1. An audit engagement basically means an audit that an auditor performs. A new engagement means the audit of the company is newly accepted by the auditor. Terms and conditions are agreed with a particular client and the auditors and the client and sign an engagement letter or an agreement which sets out the scope of the audit / engagement. This maybe agreed to for the one year or for more than one year that follows. Recurring audit engagement means the same auditor carries out audit for the Company in the subsequent years after the first year the audit engagement was accepted.

In auditing PP&E - the same explanation applies whether it is a new or recurring engagement. If its a new engagement the PP&E is being audited for the first time and if it is a recurring engagement it is being audited by the same auditor for more than a year.

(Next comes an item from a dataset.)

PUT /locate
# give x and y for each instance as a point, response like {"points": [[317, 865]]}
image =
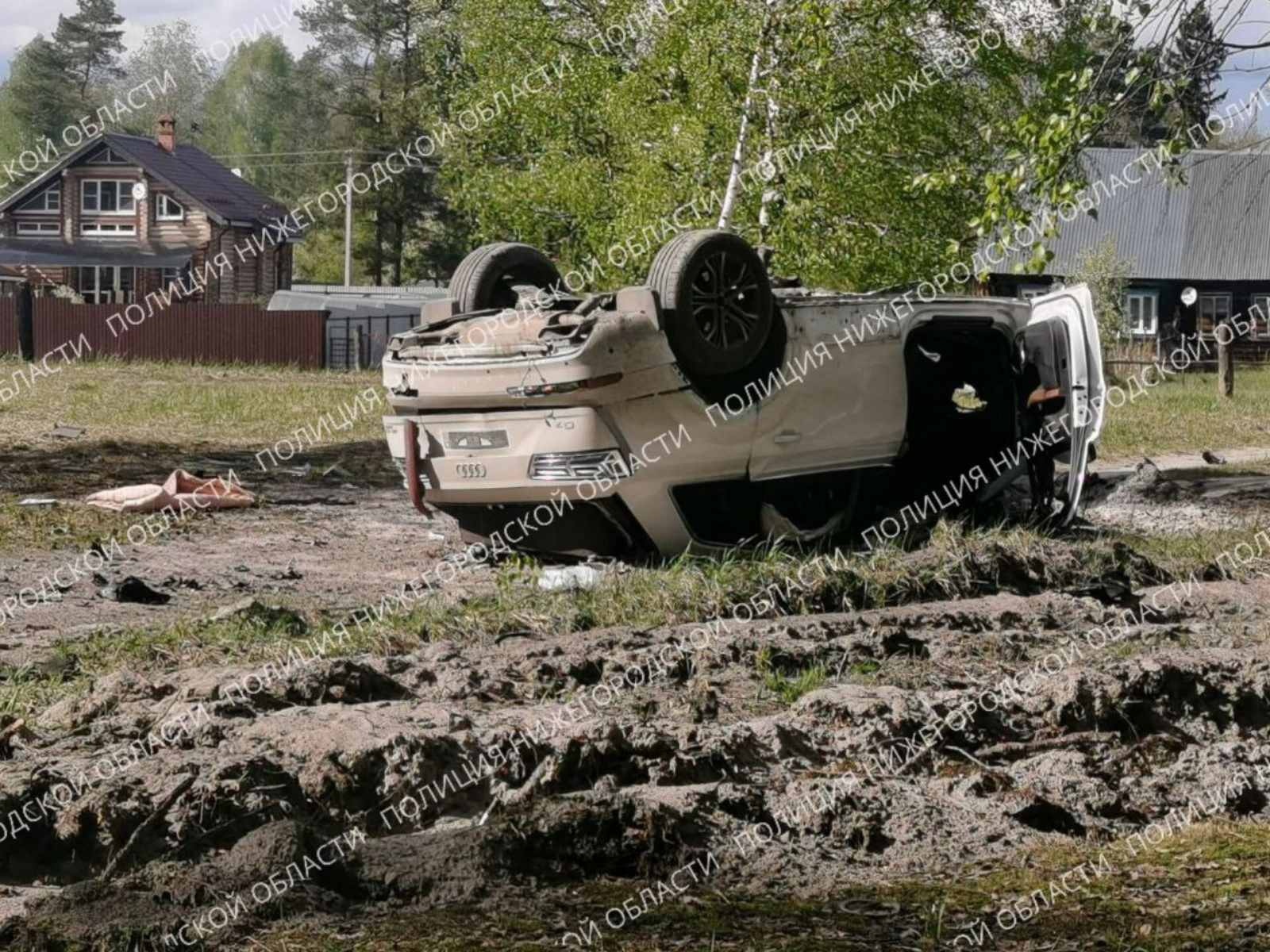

2. Ensuring the dividends paid out by the Company when auditing stockholders equity is crucial. A company pays out the shareholders in form of dividends. These maybe in cash or shares. to audit the dividend first step would be to check the board meeting minutes where the board of directors have agreed to pay certain dividends to its shareholders. Make sure the dividend amount reconciles to the amounts in the financial statements and the minutes. If the client uses an outside independent agent to process cash dividends, obtain a confirmation from the agent for the payments made. Alternatively, it can also be audited by verifying the amounts paid out to the agent from the remittance advices or bank payments. Since, before a cash dividend could be paid to the shareholders, the Company has to pay out the cash to the agent and the dividend paid should reconcile to the total you get when you multiply the dividend declared by the number of shares outstanding.